The Kohlberg Kravis announcement came four days after managers of the food and tobacco products company said they were considering taking the manufacturer private for nearly $17 billion.
“Management has decided that the company should be sold. Our offer is a better one,” Henry Kravis, a partner in the New York-based leveraged buyout specialist firm, said in a statement. The Kohlberg Kravis offer was for $90 a share in cash and securities, compared to the management buyout proposal of $75 a share in cash.
Investors reacted enthusiastically to the news. RJR Nabisco stock shot up $10.37 1/2 a share to $87.12 1/2 in early New York Stock Exchange trading today.
Kohlberg Kravis had been expected to enter the whirlwind of bids for food companies that began with a $5.23-billion bid for Pillsbury Co. by Grand Metropolitan PLC, a British company.

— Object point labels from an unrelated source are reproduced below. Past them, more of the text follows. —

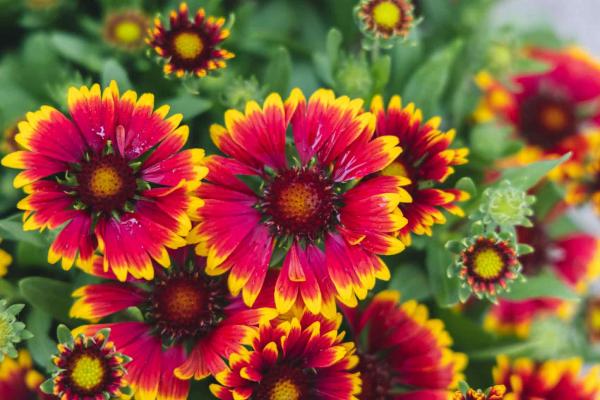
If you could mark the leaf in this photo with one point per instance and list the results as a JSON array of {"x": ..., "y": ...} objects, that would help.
[
  {"x": 279, "y": 71},
  {"x": 529, "y": 175},
  {"x": 48, "y": 295},
  {"x": 112, "y": 70},
  {"x": 189, "y": 105},
  {"x": 411, "y": 282},
  {"x": 426, "y": 87},
  {"x": 78, "y": 50},
  {"x": 437, "y": 260},
  {"x": 10, "y": 229},
  {"x": 41, "y": 347},
  {"x": 542, "y": 285}
]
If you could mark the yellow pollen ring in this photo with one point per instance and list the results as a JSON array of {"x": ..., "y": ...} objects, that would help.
[
  {"x": 285, "y": 390},
  {"x": 105, "y": 182},
  {"x": 298, "y": 201},
  {"x": 387, "y": 14},
  {"x": 554, "y": 118},
  {"x": 188, "y": 45},
  {"x": 488, "y": 264},
  {"x": 88, "y": 372},
  {"x": 128, "y": 32}
]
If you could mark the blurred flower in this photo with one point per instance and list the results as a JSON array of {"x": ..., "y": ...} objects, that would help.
[
  {"x": 303, "y": 358},
  {"x": 426, "y": 161},
  {"x": 286, "y": 208},
  {"x": 126, "y": 29},
  {"x": 486, "y": 264},
  {"x": 19, "y": 381},
  {"x": 190, "y": 46},
  {"x": 516, "y": 317},
  {"x": 114, "y": 175},
  {"x": 11, "y": 330},
  {"x": 493, "y": 393},
  {"x": 526, "y": 379},
  {"x": 183, "y": 309},
  {"x": 401, "y": 350},
  {"x": 89, "y": 367},
  {"x": 385, "y": 18},
  {"x": 506, "y": 206},
  {"x": 551, "y": 110}
]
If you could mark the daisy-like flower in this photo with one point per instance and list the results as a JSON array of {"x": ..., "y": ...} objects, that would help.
[
  {"x": 19, "y": 380},
  {"x": 190, "y": 45},
  {"x": 403, "y": 354},
  {"x": 304, "y": 358},
  {"x": 426, "y": 160},
  {"x": 305, "y": 204},
  {"x": 88, "y": 367},
  {"x": 486, "y": 263},
  {"x": 113, "y": 175},
  {"x": 126, "y": 29},
  {"x": 183, "y": 309},
  {"x": 385, "y": 18},
  {"x": 551, "y": 380},
  {"x": 12, "y": 331},
  {"x": 551, "y": 110},
  {"x": 516, "y": 317},
  {"x": 496, "y": 392}
]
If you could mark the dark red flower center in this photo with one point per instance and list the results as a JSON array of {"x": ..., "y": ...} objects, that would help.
[
  {"x": 87, "y": 373},
  {"x": 547, "y": 119},
  {"x": 106, "y": 183},
  {"x": 488, "y": 261},
  {"x": 283, "y": 383},
  {"x": 376, "y": 378},
  {"x": 186, "y": 304},
  {"x": 299, "y": 202}
]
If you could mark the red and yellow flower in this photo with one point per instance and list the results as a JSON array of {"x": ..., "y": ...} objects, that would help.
[
  {"x": 113, "y": 174},
  {"x": 19, "y": 381},
  {"x": 190, "y": 45},
  {"x": 404, "y": 355},
  {"x": 183, "y": 309},
  {"x": 426, "y": 161},
  {"x": 526, "y": 379},
  {"x": 550, "y": 111},
  {"x": 304, "y": 358},
  {"x": 126, "y": 29},
  {"x": 306, "y": 204}
]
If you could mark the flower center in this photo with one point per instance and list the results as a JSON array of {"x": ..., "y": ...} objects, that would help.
[
  {"x": 488, "y": 263},
  {"x": 188, "y": 45},
  {"x": 376, "y": 378},
  {"x": 187, "y": 304},
  {"x": 546, "y": 120},
  {"x": 106, "y": 183},
  {"x": 284, "y": 383},
  {"x": 299, "y": 202},
  {"x": 88, "y": 372},
  {"x": 387, "y": 14},
  {"x": 128, "y": 32}
]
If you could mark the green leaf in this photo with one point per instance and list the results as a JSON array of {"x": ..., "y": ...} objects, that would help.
[
  {"x": 543, "y": 285},
  {"x": 426, "y": 87},
  {"x": 529, "y": 175},
  {"x": 41, "y": 347},
  {"x": 189, "y": 105},
  {"x": 48, "y": 295},
  {"x": 78, "y": 50},
  {"x": 11, "y": 229},
  {"x": 411, "y": 282},
  {"x": 437, "y": 260},
  {"x": 112, "y": 70}
]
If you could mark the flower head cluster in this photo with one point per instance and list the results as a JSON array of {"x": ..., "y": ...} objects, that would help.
[
  {"x": 190, "y": 46},
  {"x": 88, "y": 367},
  {"x": 12, "y": 331}
]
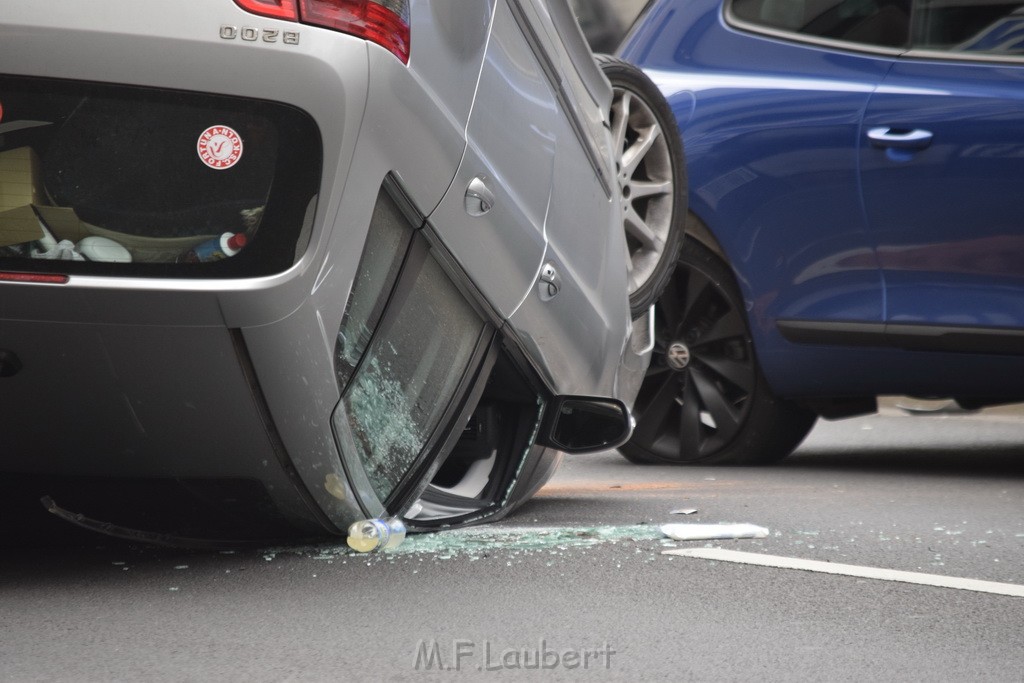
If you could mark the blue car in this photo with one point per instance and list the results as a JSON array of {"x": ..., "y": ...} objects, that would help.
[{"x": 856, "y": 216}]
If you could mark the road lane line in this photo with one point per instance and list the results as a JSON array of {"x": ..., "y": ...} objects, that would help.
[{"x": 780, "y": 562}]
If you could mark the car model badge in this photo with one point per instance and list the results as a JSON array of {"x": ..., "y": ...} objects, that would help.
[{"x": 219, "y": 147}]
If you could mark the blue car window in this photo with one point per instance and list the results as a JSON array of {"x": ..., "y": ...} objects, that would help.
[
  {"x": 871, "y": 23},
  {"x": 962, "y": 26}
]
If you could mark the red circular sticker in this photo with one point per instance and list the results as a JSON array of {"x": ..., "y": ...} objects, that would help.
[{"x": 219, "y": 147}]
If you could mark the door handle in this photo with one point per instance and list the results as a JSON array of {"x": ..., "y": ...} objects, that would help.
[{"x": 899, "y": 138}]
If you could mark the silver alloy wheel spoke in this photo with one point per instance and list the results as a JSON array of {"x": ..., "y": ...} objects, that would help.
[{"x": 646, "y": 182}]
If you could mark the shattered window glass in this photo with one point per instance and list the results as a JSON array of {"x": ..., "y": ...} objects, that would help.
[
  {"x": 408, "y": 379},
  {"x": 382, "y": 256}
]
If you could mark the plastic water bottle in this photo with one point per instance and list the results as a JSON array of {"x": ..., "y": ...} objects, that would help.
[
  {"x": 215, "y": 249},
  {"x": 371, "y": 535}
]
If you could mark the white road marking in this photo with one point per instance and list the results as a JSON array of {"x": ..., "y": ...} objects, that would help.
[{"x": 779, "y": 562}]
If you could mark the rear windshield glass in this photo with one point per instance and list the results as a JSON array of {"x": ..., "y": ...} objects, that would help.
[{"x": 133, "y": 181}]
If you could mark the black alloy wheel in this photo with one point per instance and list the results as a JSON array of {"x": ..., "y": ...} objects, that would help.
[{"x": 705, "y": 399}]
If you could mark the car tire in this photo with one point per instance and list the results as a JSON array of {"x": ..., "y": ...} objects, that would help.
[
  {"x": 650, "y": 170},
  {"x": 705, "y": 400}
]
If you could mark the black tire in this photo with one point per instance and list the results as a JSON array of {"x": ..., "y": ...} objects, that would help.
[
  {"x": 651, "y": 176},
  {"x": 716, "y": 409}
]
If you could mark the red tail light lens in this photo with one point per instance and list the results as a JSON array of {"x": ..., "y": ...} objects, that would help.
[
  {"x": 44, "y": 278},
  {"x": 381, "y": 22},
  {"x": 282, "y": 9}
]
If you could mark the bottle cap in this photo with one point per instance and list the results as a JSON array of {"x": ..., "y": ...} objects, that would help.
[{"x": 237, "y": 241}]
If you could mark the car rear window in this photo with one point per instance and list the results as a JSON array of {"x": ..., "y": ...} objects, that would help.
[
  {"x": 872, "y": 23},
  {"x": 966, "y": 27},
  {"x": 134, "y": 181}
]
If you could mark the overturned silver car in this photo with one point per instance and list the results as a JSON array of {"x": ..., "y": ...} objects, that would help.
[{"x": 268, "y": 267}]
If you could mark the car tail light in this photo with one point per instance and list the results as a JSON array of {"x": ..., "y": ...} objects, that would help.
[
  {"x": 45, "y": 278},
  {"x": 381, "y": 22}
]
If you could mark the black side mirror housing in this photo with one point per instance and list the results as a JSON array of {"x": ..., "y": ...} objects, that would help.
[{"x": 585, "y": 424}]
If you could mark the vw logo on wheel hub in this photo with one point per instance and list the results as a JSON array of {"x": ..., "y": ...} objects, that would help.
[{"x": 678, "y": 355}]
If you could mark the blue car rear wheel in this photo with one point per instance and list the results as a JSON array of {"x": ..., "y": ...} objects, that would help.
[{"x": 704, "y": 399}]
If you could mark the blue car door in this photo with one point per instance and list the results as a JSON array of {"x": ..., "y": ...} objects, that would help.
[{"x": 942, "y": 169}]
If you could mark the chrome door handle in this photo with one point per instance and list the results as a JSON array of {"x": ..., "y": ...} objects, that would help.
[
  {"x": 479, "y": 199},
  {"x": 900, "y": 138}
]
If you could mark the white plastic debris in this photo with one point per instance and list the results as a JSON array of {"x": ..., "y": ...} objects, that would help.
[{"x": 713, "y": 531}]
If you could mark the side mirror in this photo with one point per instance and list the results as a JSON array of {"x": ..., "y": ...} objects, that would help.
[{"x": 580, "y": 424}]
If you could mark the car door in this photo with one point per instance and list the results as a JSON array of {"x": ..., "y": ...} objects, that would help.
[
  {"x": 942, "y": 167},
  {"x": 492, "y": 218}
]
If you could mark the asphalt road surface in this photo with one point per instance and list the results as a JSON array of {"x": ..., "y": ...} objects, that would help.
[{"x": 577, "y": 586}]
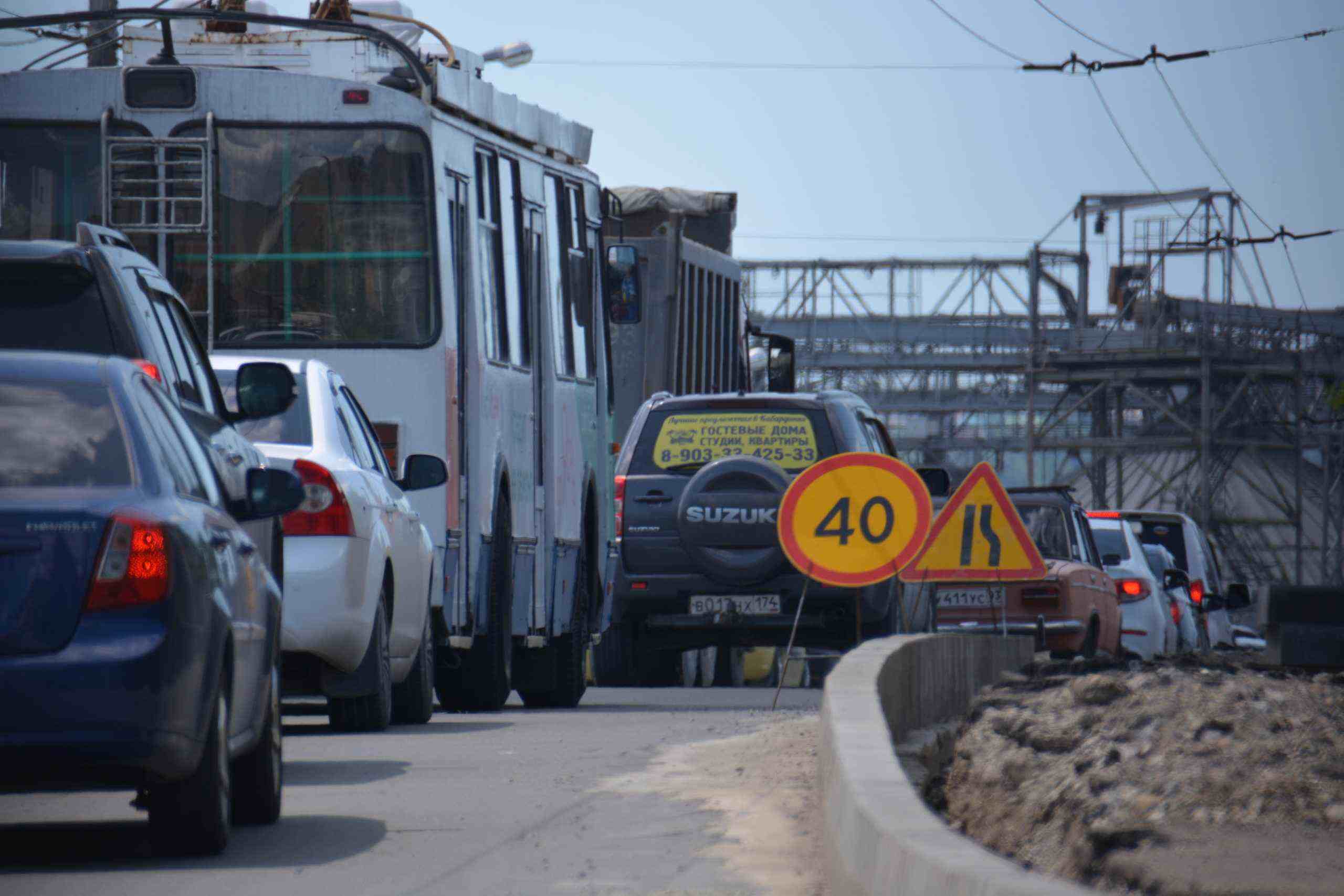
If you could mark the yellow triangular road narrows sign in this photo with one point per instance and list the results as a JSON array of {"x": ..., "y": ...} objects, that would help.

Kravis said his company had raised an equity pool of $5.6 billion for leveraged buyouts. In a leveraged buyout, investors borrow heavily to buy out a company and then pay off the debt with the target company’s cash flow or the sale of its assets.
Securities analysts said last week the plan by RJR Nabisco management was a preemptive strike to protect the company that manufactures many well-known brand names, including Winston and Camel cigarettes and Oreo cookies, from an unwanted suitor.
RJR Nabisco President F. Ross Johnson and other executives made their announcement after Philip Morris Cos. Inc. offered more than $11 billion for Kraft Inc., the processed foods manufacturer.
Kohlberg Kravis had been thought to be considering a bid for Kraft, which late Sunday rejected the Philip Morris bid and announced a $13.59-billion recapitalization plan. (Story on Page 6.)